On Edward Burtynsky’s Work

 

General Photography

I found a good series of posts on the work of Edward Burtynsky here, here, and here.

I’m sure that the writer of the posts (whose name I can’t find anywhere on the blog) will not be able to convince those people who have been asking Burtynsky to adopt a more forward political stance; and to be honest, I don’t find those discussions not very enlightening at all. The statement that Burtynsky “takes the approach of trusting the content in the images and letting others come to a voluntary understanding of the subject matter rather than ramming a political message down people’s throats” is quite accurate - and those who might prefer something a little bit less subtle might want to ask themselves whether they’re maybe not a bit too stuck in standard photojournalism.

Burtynsky certainly is no photojournalist. To wit, his statement (I found the quote in the first post): “We don’t really react well being told how to behave. But if we arrive at that from understanding, that there is a consequence to our actions, and we arrive at those kind of conclusions in our own ways, I think we have a much greater chance of really shifting consciousness into a new realm of concerned citizen, and someone who wants to do the right thing for future generations.” This is not someone unwilling to take a stance, this is someone trusting in the viewer’s ability to find a stance. I find that difference quite important.

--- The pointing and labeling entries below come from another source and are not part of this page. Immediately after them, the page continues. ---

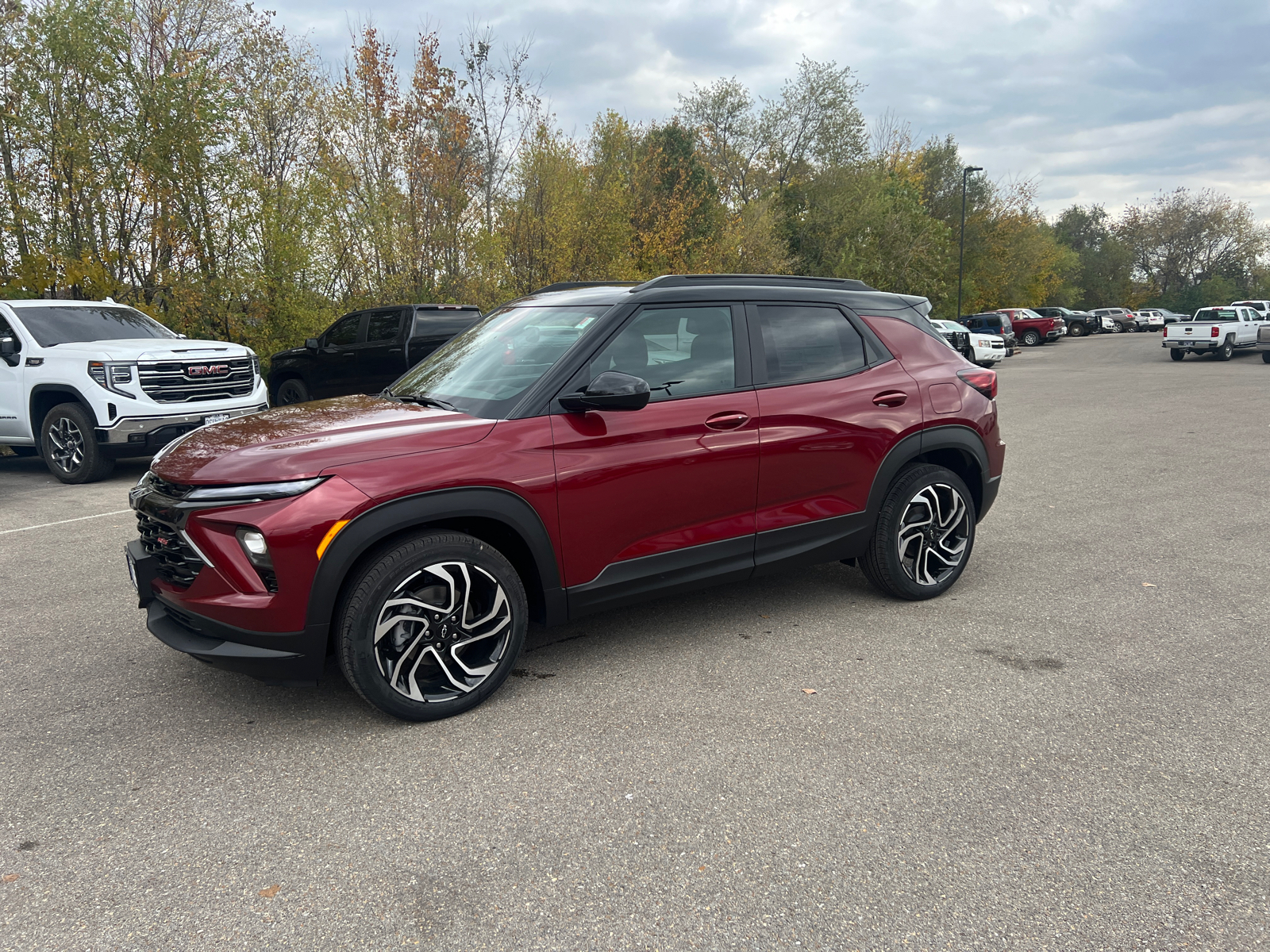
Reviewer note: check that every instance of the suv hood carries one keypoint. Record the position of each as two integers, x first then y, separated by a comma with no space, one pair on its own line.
305,440
149,349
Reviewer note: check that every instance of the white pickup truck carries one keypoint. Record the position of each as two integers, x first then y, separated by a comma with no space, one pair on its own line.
1214,330
86,382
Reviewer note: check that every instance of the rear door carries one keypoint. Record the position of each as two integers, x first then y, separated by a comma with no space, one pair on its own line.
666,493
336,362
13,412
832,403
381,359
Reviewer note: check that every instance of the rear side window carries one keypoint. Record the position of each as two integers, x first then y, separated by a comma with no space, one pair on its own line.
804,343
383,325
343,332
432,324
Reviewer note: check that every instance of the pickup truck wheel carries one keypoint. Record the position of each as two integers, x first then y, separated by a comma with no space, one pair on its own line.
924,536
70,447
433,626
292,391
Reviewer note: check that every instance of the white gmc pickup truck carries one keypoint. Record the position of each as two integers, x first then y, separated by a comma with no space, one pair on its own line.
1214,330
86,382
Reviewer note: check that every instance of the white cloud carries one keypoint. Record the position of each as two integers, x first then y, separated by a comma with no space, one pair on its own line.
1099,101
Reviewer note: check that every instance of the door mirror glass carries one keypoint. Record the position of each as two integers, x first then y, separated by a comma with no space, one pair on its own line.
611,390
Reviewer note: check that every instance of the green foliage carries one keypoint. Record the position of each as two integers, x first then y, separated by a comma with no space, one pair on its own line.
194,159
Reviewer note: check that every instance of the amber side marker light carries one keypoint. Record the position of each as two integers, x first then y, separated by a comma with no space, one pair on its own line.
330,536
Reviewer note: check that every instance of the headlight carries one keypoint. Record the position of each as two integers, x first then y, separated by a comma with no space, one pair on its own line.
253,493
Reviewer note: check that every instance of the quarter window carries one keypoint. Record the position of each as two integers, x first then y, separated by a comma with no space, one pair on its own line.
808,343
383,325
679,351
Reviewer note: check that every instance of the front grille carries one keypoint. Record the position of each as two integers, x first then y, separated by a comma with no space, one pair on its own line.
181,382
175,562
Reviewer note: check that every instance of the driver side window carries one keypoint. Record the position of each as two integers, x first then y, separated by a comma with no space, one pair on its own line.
679,351
343,332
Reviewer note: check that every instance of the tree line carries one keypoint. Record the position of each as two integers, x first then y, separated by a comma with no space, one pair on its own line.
196,160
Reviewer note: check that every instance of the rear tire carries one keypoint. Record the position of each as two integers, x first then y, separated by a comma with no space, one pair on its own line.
924,536
291,391
432,626
70,447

After all, if - after looking at all (or at least some of) the facts, someone’s solution to, for example, the energy problem in the United States is the mantra “drill, baby, drill”, then we are wise to remind ourselves that as immature and outright idiotic such a stance might sound to us if we happen to disagree with it, we’re not going to change people’s minds by trying to ram our understanding down their throats. I see Burtynsky’s more subtle way of working squarely here, namely in a willingness to accept the other and to allow for a smarter and wiser discourse.

Or, as the writer of the series of posts notes Burtynsky’s is “an admirable stance, but very difficult for the more opinionated among us!” (my emphasis)

I do have to disagree with the following, though. In the second post we find: “I don’t like reading indictments of China in the press, citing human rights violations and politics, and not pointing out that this is a phase that the US also went through, that China is probably where the US was in the ’20s.” While the latter certainly might be true, that doesn’t mean that we simply have to accept what’s going on, actually quite on the contrary. To take an extreme example, just because slavery was legal in the US in its early years, that doesn’t mean we now can’t tell anyone not to have slaves now. One could maybe argue about issues such as labour laws, but as far as basic human rights are concerned, which are, after all, enshrined in the United Nations’ laws (which happen to be valid for every person on this planet), we cannot and must not accept human rights violations anywhere (and “anywhere” does include our own zones of no law on Cuba and in all those other secret prisons across the globe).

But apart from that, I hope that this series of posts might make some people reconsider their stance on Burtynsky’s photography - there is more to be discovered than some people have claimed there is.